As I sat with our cover star, Jamie Oliver, in hair and make-up before our photoshoot, waiting for the cameras to start rolling and our ‘official’ interview to begin, we chatted about all the things we have in common – entrepreneurship, disruption and the print magazines we both created. “I never started a magazine to make money,” said Jamie. “I just love that it’s a tangible thing – having something to put through your letterbox once a month or a quarter.” In that moment, I just knew that our paths were meant to cross.
Have you ever admired someone from a distance, and then met them and been disappointed? Have you followed someone closely on social media, only for their real-life character to not quite match their online ‘persona’? Since well before I started Collective Hub, I’ve watched and admired Jamie’s career from afar, particularly as both of our entrepreneurial journeys have heightened and widened in unison. But I can hand on heart say that when I met the man himself, he matched my expectations perfectly – and even exceeded them.

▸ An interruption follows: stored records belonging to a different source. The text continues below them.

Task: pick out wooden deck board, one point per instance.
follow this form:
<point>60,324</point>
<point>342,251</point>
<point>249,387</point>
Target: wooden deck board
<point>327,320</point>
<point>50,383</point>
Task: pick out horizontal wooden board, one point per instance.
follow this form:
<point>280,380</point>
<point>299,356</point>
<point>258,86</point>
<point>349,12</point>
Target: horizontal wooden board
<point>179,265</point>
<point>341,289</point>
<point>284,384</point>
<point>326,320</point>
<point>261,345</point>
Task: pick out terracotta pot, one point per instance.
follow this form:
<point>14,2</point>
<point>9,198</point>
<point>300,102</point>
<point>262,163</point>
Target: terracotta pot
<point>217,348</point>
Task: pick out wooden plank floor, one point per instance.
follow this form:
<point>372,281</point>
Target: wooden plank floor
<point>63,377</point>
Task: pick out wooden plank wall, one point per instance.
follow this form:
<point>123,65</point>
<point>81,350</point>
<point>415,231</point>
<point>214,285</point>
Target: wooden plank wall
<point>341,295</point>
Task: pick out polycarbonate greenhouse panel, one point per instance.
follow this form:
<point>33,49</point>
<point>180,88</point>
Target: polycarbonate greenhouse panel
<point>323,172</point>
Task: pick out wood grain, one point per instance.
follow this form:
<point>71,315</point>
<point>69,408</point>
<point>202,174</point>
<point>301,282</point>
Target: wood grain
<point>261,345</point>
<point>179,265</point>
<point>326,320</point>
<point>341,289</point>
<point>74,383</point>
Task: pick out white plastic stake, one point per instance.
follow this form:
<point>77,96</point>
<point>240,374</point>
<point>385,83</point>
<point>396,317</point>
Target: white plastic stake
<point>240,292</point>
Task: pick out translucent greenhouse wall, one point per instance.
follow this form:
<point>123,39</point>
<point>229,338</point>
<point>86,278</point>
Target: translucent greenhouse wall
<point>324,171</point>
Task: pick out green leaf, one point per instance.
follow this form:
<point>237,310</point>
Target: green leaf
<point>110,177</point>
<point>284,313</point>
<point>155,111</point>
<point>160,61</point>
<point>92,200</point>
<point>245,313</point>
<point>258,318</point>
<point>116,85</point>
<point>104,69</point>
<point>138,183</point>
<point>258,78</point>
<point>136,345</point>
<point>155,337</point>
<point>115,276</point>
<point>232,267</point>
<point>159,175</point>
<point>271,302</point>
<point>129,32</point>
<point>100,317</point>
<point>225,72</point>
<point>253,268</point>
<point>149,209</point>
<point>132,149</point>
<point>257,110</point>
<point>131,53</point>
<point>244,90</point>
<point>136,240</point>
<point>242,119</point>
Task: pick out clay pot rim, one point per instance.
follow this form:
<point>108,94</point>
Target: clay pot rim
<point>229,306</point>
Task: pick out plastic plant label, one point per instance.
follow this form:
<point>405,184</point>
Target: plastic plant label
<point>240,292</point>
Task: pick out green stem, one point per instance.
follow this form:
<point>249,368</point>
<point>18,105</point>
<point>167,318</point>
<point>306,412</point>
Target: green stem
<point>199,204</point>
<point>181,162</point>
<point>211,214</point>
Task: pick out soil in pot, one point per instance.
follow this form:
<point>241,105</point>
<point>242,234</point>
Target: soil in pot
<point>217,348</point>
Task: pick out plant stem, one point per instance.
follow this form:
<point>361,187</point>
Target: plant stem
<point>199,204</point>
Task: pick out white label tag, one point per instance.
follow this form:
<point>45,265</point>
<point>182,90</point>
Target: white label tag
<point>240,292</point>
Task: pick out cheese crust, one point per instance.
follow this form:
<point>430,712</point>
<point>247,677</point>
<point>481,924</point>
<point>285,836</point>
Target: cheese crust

Working in the media, I attend a lot of incredible events, launches and shows, but occasionally you see some people caught up in their own worlds, hardly engaging with the event around them and missing out on countless opportunities for conversation and connection.
When we were given the chance for an exclusive two-hour interview with Jamie, I told my team to pull out all the stops and we tried to make a fuss of him – but he wouldn’t let us. I’m not sure I’ve ever met a household name who was so humble, so down to earth, honest, grounded and real. Every time one of my team asked if there was anything we could do to make him comfortable, his response over and over again was “do whatever you like”. He was unquestionably there to “serve” us, to help us to get the best of whatever we needed – even though he was our special guest of honour.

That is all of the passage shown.